Pour l’instant, c’est encore compliqué pour Céline de réfléchir à tout cela, elle a besoin de temps, de recul. Elle a du mal à se projeter professionnellement sur du long terme. Ce dont elle est sûre, c’est qu’elle ne retravaillera pas au Bon Sauveur. Quand bien même l’aurait-elle voulu, il aurait fallu lui trouver un autre poste, le sien étant désormais occupé par… l’un de ses collègues. « C’est mon collègue avec qui je fumais la clope qui a postulé sur mon poste. Donc, oui, ça aussi… J’ai eu l’impression d’avoir la double peine. » Les réactions n’ont cependant pas toutes été de cet ordre : « Il y a des collègues qui étaient proches de la cause, qui ont fini par se faire vacciner, parce que voilà avoir un travail c’est important, mais qui sur les postes des suspendues n’ont jamais postulé par principe, en renvoyant au chef de service “mais non, vous avez des gens compétents que vous avez foutus dehors, vous vous démerdez, on ne postulera pas sur ces postes”. » Elle poursuit, ravalant son amertume : « Avec le recul, je n’en veux pas à ceux qui ont postulé. C’est peut-être parce que c’était plus simple avec ce poste-là pour leur vie familiale, personnelle, et même professionnelle. » Quoi qu’il en soit, dans la structure où Céline travaillait, les éducs suspendus furent facilement remplacés, plus facilement, par exemple, que l’orthophoniste elle aussi suspendue. Le plus difficile, ce fut de remplacer les infirmières à l’hôpital : les suspensions étant venues s’ajouter à des démissions et des arrêts maladie.
Démissionner, elle ne l’envisage pas, ce serait renoncer à ses droits. Ce qu’elle attend désormais, c’est qu’on la licencie, ou mieux qu’on lui octroie une rupture conventionnelle.

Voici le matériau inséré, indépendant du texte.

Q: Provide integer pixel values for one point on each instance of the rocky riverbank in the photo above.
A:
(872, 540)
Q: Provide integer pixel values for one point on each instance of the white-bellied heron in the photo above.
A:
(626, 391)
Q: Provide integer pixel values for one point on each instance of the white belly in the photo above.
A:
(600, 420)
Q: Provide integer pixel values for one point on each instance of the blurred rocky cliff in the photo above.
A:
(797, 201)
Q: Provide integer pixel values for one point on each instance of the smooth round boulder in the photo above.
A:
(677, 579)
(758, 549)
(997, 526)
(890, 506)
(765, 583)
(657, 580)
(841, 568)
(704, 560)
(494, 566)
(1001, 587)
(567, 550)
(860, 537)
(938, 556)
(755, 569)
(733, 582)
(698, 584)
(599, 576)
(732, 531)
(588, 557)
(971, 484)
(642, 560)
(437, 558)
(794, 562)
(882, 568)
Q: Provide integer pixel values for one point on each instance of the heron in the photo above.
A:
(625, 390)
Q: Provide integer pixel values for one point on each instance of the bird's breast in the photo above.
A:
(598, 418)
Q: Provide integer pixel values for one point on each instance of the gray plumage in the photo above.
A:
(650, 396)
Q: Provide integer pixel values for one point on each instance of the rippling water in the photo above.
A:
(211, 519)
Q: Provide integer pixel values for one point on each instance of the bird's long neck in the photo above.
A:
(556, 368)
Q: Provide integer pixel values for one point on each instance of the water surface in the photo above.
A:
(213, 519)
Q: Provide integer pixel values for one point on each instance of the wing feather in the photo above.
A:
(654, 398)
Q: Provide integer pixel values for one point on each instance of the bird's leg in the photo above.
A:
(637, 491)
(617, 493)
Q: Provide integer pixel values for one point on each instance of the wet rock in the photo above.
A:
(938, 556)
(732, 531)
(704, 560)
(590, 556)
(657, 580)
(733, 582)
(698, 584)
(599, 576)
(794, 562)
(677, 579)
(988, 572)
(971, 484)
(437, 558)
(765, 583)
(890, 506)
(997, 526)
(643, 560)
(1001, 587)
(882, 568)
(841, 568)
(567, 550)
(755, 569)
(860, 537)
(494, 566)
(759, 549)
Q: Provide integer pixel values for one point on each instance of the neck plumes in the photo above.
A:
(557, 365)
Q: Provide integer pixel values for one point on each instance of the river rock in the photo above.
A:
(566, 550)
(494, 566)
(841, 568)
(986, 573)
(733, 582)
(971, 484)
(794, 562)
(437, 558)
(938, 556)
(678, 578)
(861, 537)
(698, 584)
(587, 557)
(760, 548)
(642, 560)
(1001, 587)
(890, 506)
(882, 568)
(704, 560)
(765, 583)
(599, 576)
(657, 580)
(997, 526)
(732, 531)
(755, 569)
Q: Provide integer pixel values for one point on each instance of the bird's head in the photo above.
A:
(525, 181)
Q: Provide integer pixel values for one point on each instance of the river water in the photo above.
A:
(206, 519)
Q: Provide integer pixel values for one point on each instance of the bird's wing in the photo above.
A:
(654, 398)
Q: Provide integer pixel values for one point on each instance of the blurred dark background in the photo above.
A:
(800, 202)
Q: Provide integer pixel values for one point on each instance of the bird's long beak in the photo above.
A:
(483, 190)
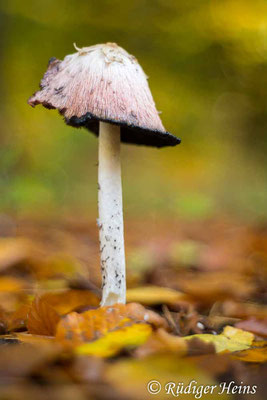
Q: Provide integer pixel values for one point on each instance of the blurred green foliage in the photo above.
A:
(207, 63)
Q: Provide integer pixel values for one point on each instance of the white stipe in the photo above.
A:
(111, 216)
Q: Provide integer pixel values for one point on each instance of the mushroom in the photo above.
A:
(104, 89)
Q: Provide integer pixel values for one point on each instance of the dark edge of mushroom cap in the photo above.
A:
(130, 133)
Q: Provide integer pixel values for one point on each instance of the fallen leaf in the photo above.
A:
(255, 354)
(18, 320)
(256, 326)
(162, 342)
(42, 318)
(33, 339)
(133, 378)
(75, 329)
(139, 313)
(10, 284)
(244, 310)
(65, 301)
(125, 337)
(13, 251)
(152, 295)
(231, 339)
(17, 361)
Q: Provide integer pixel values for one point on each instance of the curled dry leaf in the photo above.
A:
(162, 342)
(18, 320)
(13, 251)
(139, 313)
(42, 318)
(244, 310)
(256, 326)
(131, 377)
(152, 295)
(256, 354)
(231, 339)
(75, 329)
(124, 337)
(65, 301)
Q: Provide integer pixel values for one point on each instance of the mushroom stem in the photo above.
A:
(111, 216)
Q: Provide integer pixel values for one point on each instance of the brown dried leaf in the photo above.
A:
(256, 326)
(18, 320)
(151, 295)
(42, 318)
(65, 301)
(75, 328)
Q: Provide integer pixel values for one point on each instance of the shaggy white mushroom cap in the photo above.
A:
(103, 82)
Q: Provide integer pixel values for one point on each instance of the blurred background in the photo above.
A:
(206, 62)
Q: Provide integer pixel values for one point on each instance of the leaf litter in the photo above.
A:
(196, 311)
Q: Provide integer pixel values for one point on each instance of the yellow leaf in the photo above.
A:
(10, 284)
(67, 300)
(255, 354)
(150, 295)
(138, 378)
(109, 345)
(231, 339)
(76, 329)
(42, 318)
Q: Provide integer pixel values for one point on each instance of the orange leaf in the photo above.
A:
(42, 318)
(75, 329)
(67, 300)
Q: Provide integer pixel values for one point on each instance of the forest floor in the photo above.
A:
(196, 312)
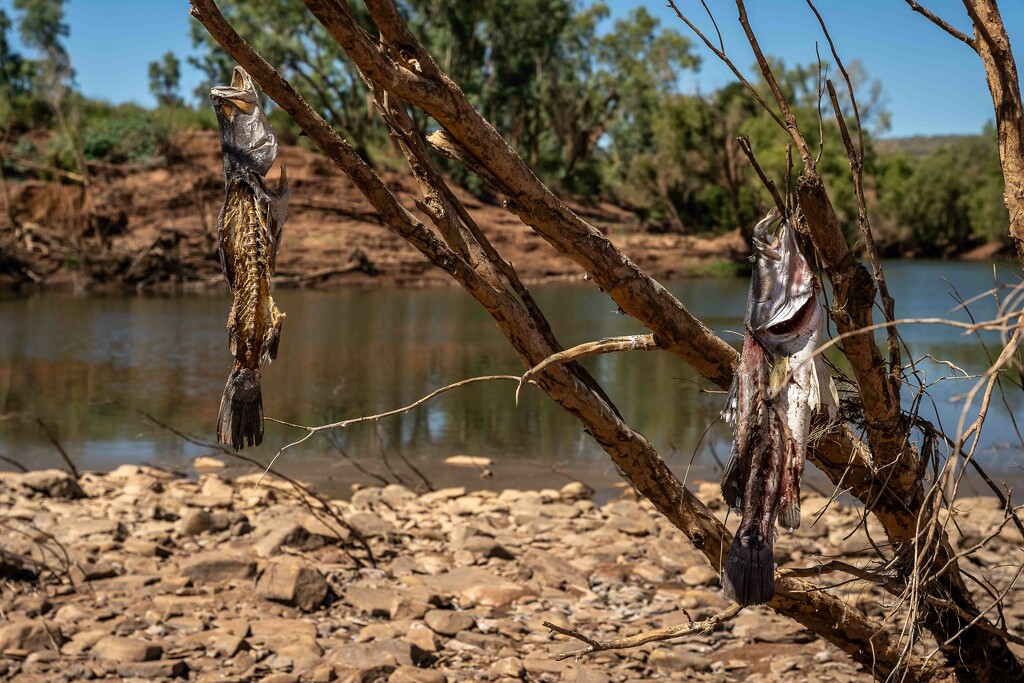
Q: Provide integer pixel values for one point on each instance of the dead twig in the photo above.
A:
(607, 345)
(691, 627)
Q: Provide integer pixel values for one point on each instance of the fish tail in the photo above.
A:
(750, 569)
(240, 422)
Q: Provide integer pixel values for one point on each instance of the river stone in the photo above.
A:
(289, 534)
(53, 483)
(219, 566)
(476, 586)
(377, 654)
(576, 491)
(422, 637)
(769, 629)
(371, 601)
(294, 584)
(268, 629)
(414, 675)
(699, 574)
(449, 622)
(118, 649)
(195, 521)
(508, 668)
(630, 518)
(208, 463)
(370, 525)
(154, 670)
(29, 636)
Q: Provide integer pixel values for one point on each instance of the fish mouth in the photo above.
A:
(787, 302)
(240, 95)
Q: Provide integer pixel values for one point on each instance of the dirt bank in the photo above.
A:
(141, 573)
(155, 226)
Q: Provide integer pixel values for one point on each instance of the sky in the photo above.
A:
(933, 84)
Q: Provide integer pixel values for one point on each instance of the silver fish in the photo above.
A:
(248, 235)
(777, 388)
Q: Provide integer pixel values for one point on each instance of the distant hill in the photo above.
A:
(918, 146)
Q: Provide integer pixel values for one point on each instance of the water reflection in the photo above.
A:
(85, 364)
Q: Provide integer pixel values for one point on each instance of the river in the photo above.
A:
(86, 365)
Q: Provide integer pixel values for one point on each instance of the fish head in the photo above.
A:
(247, 139)
(782, 306)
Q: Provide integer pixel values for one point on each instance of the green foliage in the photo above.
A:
(947, 201)
(165, 80)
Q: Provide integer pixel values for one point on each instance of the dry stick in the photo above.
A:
(744, 144)
(13, 463)
(306, 491)
(704, 626)
(374, 418)
(634, 290)
(945, 26)
(607, 345)
(856, 158)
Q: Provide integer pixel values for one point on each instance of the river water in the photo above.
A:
(87, 364)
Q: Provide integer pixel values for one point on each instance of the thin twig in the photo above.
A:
(945, 26)
(704, 626)
(607, 345)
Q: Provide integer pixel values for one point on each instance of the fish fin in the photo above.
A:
(731, 411)
(278, 212)
(822, 390)
(749, 577)
(272, 340)
(732, 479)
(788, 513)
(240, 422)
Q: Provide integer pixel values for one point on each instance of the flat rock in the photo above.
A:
(29, 636)
(208, 463)
(381, 653)
(476, 587)
(414, 675)
(769, 629)
(370, 525)
(154, 670)
(700, 574)
(293, 583)
(449, 622)
(629, 517)
(508, 668)
(53, 483)
(219, 566)
(118, 649)
(371, 601)
(195, 521)
(468, 461)
(267, 629)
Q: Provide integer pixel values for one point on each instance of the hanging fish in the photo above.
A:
(248, 236)
(777, 388)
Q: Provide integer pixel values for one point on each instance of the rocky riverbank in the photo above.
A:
(145, 574)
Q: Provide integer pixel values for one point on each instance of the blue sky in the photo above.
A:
(933, 84)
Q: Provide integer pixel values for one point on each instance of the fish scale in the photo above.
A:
(248, 232)
(780, 383)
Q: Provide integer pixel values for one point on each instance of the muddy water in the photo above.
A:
(86, 365)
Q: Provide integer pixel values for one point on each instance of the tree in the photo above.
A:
(991, 44)
(165, 80)
(42, 27)
(875, 455)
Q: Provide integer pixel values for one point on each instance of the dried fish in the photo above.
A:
(779, 384)
(248, 235)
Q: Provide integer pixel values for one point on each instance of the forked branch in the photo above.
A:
(668, 633)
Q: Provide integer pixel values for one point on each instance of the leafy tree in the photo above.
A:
(165, 80)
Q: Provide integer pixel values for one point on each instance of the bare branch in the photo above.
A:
(704, 626)
(945, 26)
(608, 345)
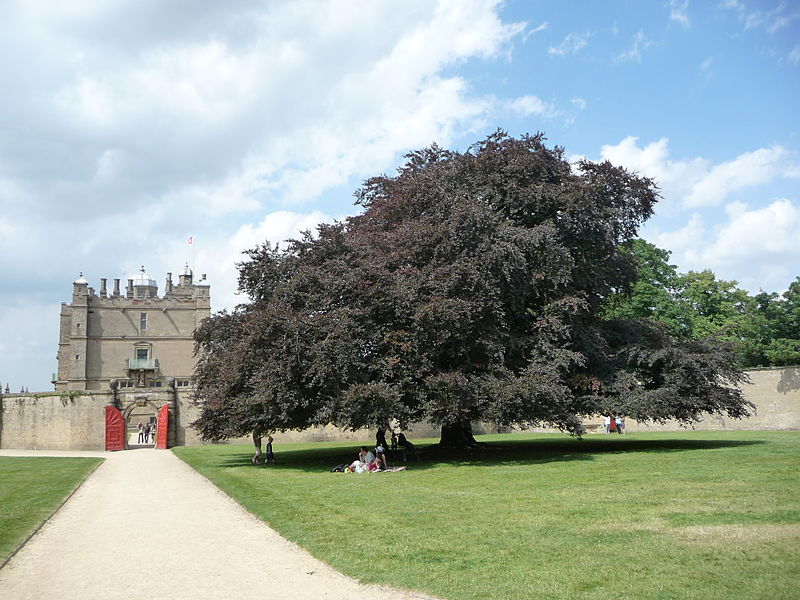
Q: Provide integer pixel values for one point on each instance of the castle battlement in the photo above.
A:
(131, 337)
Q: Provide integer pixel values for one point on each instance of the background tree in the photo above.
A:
(473, 286)
(764, 329)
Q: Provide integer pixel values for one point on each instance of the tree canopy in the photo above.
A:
(472, 286)
(763, 329)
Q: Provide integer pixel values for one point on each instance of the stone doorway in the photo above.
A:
(144, 413)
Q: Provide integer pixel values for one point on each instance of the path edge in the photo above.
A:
(36, 530)
(412, 594)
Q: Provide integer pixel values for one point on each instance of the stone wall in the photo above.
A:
(53, 421)
(75, 420)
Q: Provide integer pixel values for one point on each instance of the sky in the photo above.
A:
(127, 127)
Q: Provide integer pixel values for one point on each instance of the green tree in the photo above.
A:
(471, 287)
(655, 292)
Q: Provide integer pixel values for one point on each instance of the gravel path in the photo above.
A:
(144, 525)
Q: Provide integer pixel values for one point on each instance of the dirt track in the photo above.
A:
(146, 525)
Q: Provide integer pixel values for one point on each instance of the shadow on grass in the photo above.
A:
(504, 453)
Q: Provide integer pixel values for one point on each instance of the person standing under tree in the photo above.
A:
(269, 455)
(380, 436)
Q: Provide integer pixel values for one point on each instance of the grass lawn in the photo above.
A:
(649, 515)
(31, 488)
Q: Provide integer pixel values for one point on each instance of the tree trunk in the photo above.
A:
(457, 435)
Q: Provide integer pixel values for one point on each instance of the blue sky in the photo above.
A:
(133, 125)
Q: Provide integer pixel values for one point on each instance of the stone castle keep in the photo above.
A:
(136, 338)
(126, 357)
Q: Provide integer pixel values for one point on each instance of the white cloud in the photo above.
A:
(132, 126)
(756, 246)
(696, 182)
(579, 102)
(679, 12)
(571, 44)
(639, 44)
(217, 255)
(746, 170)
(531, 105)
(535, 30)
(770, 21)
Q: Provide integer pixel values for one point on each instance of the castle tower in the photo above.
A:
(139, 339)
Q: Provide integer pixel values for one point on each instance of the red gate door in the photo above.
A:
(163, 427)
(115, 429)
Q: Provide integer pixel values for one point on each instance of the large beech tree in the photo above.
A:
(470, 287)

Sa revendication, c’est que tous les personnels suspendus sortent de ce statut bâtard dans lequel on les a placés. Elle voudrait que les syndicats fassent remonter cette revendication : « Moi, sincèrement, j’avais pensé qu’on nous licencierait pour inaptitude. C’est une question de santé qui relève de la Médecine du travail. Si je ne suis pas vaccinée contre l’hépatite B, la Médecine du travail me déclare inapte au travail. Mais là, on ne passe même plus par elle, ce sont les directions qui disposent des passes sanitaires et les contrôlent. On a perdu toute notion de droit. Le Code du travail on l’a cramé, les quelques pages qui restaient, on les a brûlées. Donc moi j’attends de pouvoir partir de cet établissement-là comme tout le monde, pas par la petite porte. »
Elle se souvient de dossiers qu’elle a défendus avec son syndicat : « Quatre mois avant cette histoire de passe, on a accompagné un salarié qui harcelait du personnel et qui est parti avec 40 000 €, à qui on a accepté une rupture conventionnelle alors que c’est lui qui harcelait, et une autre qui a été licenciée pour faute, et qui a touché son droit au chômage. » Les personnels suspendus, eux, ont eu pour seul tort de ne pas présenter un passe vaccinal, ça n’est même pas considéré comme une faute qui leur vaudrait licenciement, ça ne leur donne droit à rien, et ça fait plus de cinq mois que ça dure. Il est long le purgatoire. Et il n’a même pas pris fin avec la suspension du passe vaccinal ! Les professionnels concernés restent soumis à l’obligation vaccinale.
Quand on demande à Céline si elle regrette son choix, elle hésite un peu avant de dire : « Non, je pense que si j’avais fait un autre choix, je ne serais pas bien. Je pense que c’est juste, qu’il n’y avait pas d’autre solution possible. Ce passe, c’est quand même catastrophique, des gens qui retardent leurs soins parce qu’ils n’en ont pas, ou qui se font mettre des cotons-tiges dans le nez toutes les semaines pour une chimio ou une radiothérapie. » Mais elle ajoute : « Après, je regrette une chose, c’est d’avoir stressé les gens autour de moi, ça par contre, oui, je regrette, mais à la fois, je crois que c’est la première fois où j’ai pensé à moi, pour de vrai, là c’était moi, ce n’était pas possible pour moi, et pour les autres non plus. Après, ce qui est dur, c’est les conséquences pour les gens autour de soi, qui souffrent, et il faut les rassurer en disant que ça fait du bien de s’opposer à un truc qui est complètement délirant. » Quant à nous, on aimerait qu’il y ait plus de gens qui pensent à eux de cette façon-là.